Lenteurs administratives

A cet égard, la patronne des opérations humanitaires de l'ONU, Valerie Amos, a regretté les lenteurs de l'administration népalaise pour effectuer le dédouanement de l'aide humanitaire étrangère, précisant avoir demandé au Premier ministre, Sushil Koirala, d'alléger la paperasse, ce qu'il s'est engagé à faire. Des avions chargés de vivres et d'équipements affluent depuis le séisme sur le petit aéroport de Katmandou en provenance du monde entier, mais les ONG se plaignent de procédures interminables. Le directeur de l'aéroport de Katmandou a fait valoir que de gros porteurs avaient été interdits d'atterrir de crainte que l'unique piste ne soit endommagée et ne puisse supporter leur poids.
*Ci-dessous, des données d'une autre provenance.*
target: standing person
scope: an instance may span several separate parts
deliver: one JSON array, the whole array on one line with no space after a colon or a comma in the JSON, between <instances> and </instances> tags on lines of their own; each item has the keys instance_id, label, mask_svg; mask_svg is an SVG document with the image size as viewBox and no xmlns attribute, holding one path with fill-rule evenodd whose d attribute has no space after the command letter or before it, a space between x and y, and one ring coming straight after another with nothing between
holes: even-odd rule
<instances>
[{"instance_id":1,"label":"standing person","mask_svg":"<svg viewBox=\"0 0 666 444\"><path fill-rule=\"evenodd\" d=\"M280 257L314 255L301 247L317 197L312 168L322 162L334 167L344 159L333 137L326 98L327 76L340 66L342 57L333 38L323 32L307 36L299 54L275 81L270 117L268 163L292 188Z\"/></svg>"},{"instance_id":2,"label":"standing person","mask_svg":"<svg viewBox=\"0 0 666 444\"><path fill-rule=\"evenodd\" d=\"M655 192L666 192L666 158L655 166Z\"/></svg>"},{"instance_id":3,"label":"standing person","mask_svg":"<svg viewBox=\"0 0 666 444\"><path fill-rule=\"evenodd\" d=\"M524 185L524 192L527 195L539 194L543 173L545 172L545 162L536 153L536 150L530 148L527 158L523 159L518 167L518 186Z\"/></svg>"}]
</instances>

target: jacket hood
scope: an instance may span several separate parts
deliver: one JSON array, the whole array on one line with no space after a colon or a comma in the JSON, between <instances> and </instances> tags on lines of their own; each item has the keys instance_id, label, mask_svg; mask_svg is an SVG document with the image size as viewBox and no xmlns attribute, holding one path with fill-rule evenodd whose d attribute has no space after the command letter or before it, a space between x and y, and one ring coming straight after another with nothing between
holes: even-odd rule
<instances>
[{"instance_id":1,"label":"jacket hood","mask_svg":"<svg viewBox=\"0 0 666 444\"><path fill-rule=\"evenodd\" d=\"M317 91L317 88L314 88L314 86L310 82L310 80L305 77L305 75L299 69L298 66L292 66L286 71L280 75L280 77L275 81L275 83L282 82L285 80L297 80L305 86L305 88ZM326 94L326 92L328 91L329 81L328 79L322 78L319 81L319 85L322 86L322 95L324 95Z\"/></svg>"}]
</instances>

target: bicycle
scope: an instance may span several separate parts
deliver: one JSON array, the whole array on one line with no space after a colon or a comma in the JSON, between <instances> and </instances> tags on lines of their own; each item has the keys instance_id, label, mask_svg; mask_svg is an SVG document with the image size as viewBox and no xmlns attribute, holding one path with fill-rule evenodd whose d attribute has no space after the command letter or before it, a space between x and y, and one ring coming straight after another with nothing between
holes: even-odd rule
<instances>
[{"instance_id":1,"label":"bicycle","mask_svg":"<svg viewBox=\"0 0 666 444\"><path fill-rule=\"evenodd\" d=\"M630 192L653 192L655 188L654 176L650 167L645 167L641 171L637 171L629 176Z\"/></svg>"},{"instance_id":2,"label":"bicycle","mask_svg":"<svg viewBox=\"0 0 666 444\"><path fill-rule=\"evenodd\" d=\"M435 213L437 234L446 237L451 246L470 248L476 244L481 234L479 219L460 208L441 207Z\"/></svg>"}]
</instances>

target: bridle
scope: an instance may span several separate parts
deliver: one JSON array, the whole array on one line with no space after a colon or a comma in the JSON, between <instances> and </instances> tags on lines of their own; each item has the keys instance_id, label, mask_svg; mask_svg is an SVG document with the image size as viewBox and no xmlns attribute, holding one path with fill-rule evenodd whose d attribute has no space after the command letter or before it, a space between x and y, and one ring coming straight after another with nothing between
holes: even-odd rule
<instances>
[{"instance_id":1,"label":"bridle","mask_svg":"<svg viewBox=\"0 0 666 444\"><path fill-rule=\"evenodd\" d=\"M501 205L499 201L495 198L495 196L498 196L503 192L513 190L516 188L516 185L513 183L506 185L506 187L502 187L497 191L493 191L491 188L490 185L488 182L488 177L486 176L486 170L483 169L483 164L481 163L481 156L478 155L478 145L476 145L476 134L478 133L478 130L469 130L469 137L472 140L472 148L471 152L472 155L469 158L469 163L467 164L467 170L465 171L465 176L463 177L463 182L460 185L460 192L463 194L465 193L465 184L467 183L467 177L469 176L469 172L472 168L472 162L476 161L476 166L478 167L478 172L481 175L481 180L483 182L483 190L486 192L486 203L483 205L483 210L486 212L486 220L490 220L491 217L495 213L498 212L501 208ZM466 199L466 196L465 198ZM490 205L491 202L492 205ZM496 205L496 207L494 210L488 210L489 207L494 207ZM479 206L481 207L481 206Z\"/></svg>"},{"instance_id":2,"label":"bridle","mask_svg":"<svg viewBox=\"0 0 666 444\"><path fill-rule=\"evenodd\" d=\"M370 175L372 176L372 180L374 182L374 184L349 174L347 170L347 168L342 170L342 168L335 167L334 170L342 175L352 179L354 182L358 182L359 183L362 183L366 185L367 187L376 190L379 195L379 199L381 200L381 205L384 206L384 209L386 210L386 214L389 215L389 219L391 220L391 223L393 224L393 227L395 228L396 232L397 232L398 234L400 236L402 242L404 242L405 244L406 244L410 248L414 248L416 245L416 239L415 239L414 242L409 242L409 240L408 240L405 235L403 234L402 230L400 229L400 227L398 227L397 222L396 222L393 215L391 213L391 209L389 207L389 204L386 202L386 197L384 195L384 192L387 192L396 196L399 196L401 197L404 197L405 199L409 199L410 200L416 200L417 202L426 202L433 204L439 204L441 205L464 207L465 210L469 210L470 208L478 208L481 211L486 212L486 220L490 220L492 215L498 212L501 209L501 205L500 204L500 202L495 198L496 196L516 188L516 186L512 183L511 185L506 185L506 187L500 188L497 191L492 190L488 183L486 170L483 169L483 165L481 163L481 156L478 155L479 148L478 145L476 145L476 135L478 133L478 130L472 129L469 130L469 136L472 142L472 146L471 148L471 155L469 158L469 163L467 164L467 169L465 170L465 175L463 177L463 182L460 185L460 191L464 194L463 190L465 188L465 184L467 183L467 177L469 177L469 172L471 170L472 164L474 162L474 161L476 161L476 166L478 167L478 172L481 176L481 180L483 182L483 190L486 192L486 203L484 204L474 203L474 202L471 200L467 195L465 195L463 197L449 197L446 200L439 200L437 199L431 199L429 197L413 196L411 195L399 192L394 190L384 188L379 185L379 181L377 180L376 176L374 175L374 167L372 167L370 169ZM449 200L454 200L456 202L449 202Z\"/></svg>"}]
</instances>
Par ailleurs les sauveteurs ont récupéré ce dimanche une cinquantaine de corps, dont ceux de six touristes étrangers, dans la zone de Langtang, réputée pour ses circuits de trekking. «Notre priorité était d'évacuer les survivants. Nous en avons secouru environ 350, dont la moitié étaient des touristes ou des guides», a indiqué Uddav Prasad Bhattarai, responsable du district de Rasuwa. Au total les corps de 54 étrangers ont été identifiés dans tout le pays, selon le responsable national du tourisme, Tulsi Gautam.